Stage 5: Bad Finances and Conflicts

Many countries are in Stage 5 right now due to bad finances. The countries that have always had good finances are in relatively good shape (Switzerland, Singapore, etc).

The US is in Stage 5 currently, due to the Classic Toxic Mix.

The Classic Toxic Mix

This Mix happens under three conditions:

  1. Both the country and its people are in bad financial shape.
  2. Large social-economic and value differences.
  3. A severe negative economic shock: bubble burst, act of nature, war, etc.

Because governments’ sole responsibility is to avoid total collapse, financial health is the most important.

If the government runs out of buying power, the system collapses.

Revolutions seem to happen when the government goes bankrupt and there are big social-economic inequalities.

One of the central indicators of Stage 5 is when the government creates debt that no one but the central bank is willing to buy.

This is what’s happening in the US currently.

  • Places with large social-economic inequalities, large debts, and the worst declines in incomes are most likely to have the greatest conflicts.

-> cities with high salaries and wealth are also the most indebted!

  • Higher taxes and more spending in situations of huge social-economic inequalities and a bad economy is a leading indicator of civil wars or revolutions.

When gaps in wealth are large, communities don’t speak to each other, and tensions increase.

This is partly created by policies that “sound good for society”: trade agreements, globalization, technology that replaces people, etc.

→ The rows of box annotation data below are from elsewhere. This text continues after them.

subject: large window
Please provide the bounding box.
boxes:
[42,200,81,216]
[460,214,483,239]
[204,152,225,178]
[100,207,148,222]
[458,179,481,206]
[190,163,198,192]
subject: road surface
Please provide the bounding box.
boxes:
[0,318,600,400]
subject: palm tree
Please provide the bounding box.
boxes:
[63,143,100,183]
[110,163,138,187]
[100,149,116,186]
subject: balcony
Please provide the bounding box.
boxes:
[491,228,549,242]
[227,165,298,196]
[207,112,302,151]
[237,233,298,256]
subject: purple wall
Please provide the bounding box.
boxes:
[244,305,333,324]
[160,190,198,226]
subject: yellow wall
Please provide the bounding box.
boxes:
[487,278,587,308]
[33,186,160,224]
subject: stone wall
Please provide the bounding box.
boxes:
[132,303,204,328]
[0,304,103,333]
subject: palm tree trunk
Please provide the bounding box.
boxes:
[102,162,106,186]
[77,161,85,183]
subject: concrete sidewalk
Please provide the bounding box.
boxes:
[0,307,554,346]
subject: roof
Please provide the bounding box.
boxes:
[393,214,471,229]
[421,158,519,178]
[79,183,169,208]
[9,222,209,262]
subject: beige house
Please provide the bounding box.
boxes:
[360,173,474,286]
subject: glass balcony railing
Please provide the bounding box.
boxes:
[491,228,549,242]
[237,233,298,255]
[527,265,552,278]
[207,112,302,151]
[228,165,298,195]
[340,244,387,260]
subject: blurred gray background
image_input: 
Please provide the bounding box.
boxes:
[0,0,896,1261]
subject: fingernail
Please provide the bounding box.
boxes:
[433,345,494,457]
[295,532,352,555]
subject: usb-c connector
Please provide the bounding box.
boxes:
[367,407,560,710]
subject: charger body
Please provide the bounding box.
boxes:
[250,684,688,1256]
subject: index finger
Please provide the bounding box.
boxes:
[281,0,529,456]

Politicians don’t think about the fact that society is an average of those who win it all, and those who lose it all.

And when those who lose get angry, they threaten the entire system.

  • Averages don’t matter as much as the number of people who are suffering and their power.
  • To have peace and prosperity, a society must have productivity that benefits most people.
  • When debt is printed to remedy these problems, it must be used to acquire gains in productivity. If it is distributed to be spent, money will keep its devaluation and the situation will be even worse.
  • Debt should be spent on an asset that will help repay it off.

These are education, infrastructure, and research.

The Toxic Mix is often accompanied by the following.

Decadence: defined by the inclination to spend on luxury goods, expensive real estate, art, etc. Decreases productivity.

  • When a society spends money on increasing productivity, it improves its future.

Bureaucracy: as time goes by, things complexify, and bureaucracy increases. It becomes a problem when it stands in the way of good deeds. At this stage, there is a need for revolutionary changes.

  • Early in the cycle, the bureaucracy is low. At the end of it, it’s high.

Populism and extremism: populism happens when a leader with a strong personality comes in to defend “the people”, the common man. It’s a sign of gaps (values and wealth) between people.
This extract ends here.